PHILADELPHIA (Reuters) - Talk about sticker shock.
Motorists in parts of New Jersey and Pennsylvania saw gasoline prices on some stations from $8 to nearly $10 a gallon range Wednesday, as many Lukoil dealers staged a one-day protest over the wholesale prices the company is charging them.
“The reason why we are doing this is we are sick and tired of Lukoil’s uncompetitive pricing,” Kinnelon, New Jersey, station operator Ameer Kraff said. “Their unfair treatment gets down to our customers.”
Kraff and other Lukoil station owners contend they are forced to buy gas from Lukoil at prices 10 to 20 cents a gallon higher than their competitors.
Kay Kezbari, who runs a station in Mount Laurel, New Jersey, was selling regular gas for $3.79 a gallon, just 4 cents over the $3.75 he is charged by Lukoil, he said.
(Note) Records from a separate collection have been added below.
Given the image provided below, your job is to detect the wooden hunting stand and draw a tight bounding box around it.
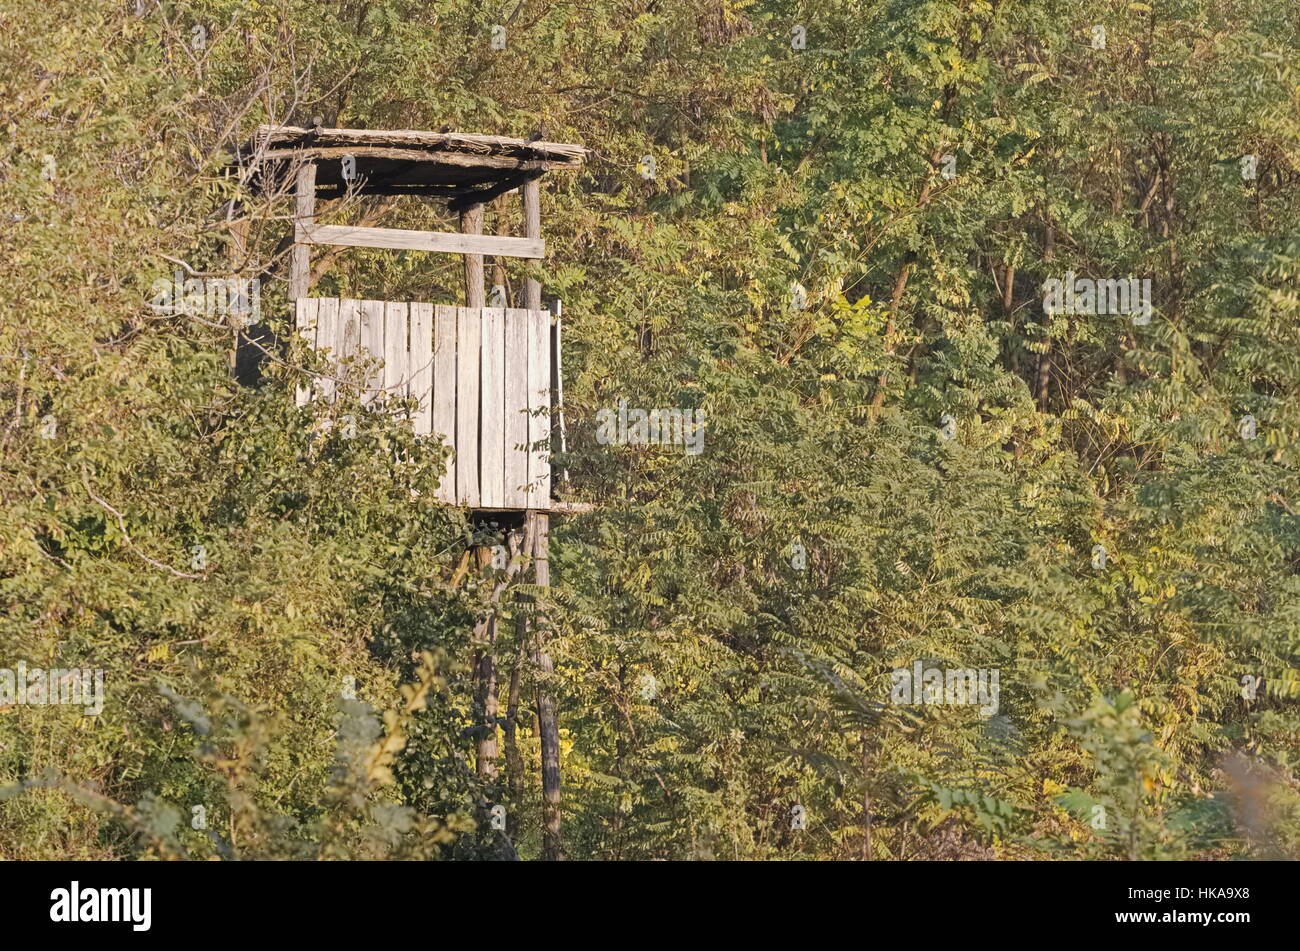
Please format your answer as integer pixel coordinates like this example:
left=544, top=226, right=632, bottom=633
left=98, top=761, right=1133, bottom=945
left=238, top=124, right=589, bottom=859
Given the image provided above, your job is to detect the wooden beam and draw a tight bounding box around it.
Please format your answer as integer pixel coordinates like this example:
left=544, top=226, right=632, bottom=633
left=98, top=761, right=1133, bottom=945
left=461, top=203, right=485, bottom=307
left=296, top=224, right=543, bottom=259
left=289, top=162, right=316, bottom=300
left=447, top=168, right=543, bottom=214
left=519, top=184, right=558, bottom=856
left=522, top=178, right=543, bottom=310
left=528, top=510, right=564, bottom=860
left=472, top=501, right=595, bottom=514
left=252, top=124, right=590, bottom=165
left=491, top=198, right=509, bottom=295
left=260, top=146, right=556, bottom=172
left=315, top=184, right=462, bottom=199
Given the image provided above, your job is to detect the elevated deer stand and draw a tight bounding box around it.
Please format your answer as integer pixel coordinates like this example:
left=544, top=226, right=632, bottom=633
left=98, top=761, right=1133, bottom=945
left=240, top=124, right=588, bottom=859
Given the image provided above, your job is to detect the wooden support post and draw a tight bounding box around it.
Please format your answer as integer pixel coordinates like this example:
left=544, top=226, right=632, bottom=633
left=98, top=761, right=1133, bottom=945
left=463, top=200, right=490, bottom=774
left=473, top=542, right=498, bottom=780
left=518, top=179, right=560, bottom=856
left=474, top=626, right=500, bottom=780
left=522, top=178, right=542, bottom=311
left=469, top=523, right=530, bottom=785
left=528, top=509, right=563, bottom=859
left=461, top=203, right=486, bottom=308
left=492, top=197, right=509, bottom=303
left=289, top=161, right=316, bottom=301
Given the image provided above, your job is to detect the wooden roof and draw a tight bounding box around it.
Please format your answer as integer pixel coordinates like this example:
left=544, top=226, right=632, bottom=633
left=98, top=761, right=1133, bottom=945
left=239, top=125, right=589, bottom=205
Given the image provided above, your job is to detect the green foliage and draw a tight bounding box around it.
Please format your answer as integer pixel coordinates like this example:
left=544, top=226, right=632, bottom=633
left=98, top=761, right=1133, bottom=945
left=2, top=0, right=1299, bottom=860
His competitors, meanwhile, are selling gas for $3.65, he said, and that’s costing him costumers.
He used to pump as much as 300,000 to 400,000 gallons a month, but it is closer to 150,000 now, Kezbari said. “How can we survive?”
His price on Wednesday? $9.99 a gallon.
Kezbari said some customers even bought some gas - a little - in a show of support. “We are with you, so just give me two gallons,” Kezbari said his customers would say.
A dealer trade group, the New Jersey Gasoline, Convenience Store, Automotive Association, said 57 stations participated in the protest, 30 in New Jersey and 27 in Pennsylvania.
“We deeply regret that the NJGCA, a trade lobbyist, has apparently encouraged public misstatements and ill-conceived actions which harm consumers, rather than engage in constructive dialogue,” Michael Lewis, vice president and general counsel of Lukoil North America, said in an emailed statement.
The company, which operates 500 service stations in the United States, is a subsidiary of Russia’s OAO Lukoil, it said on its website.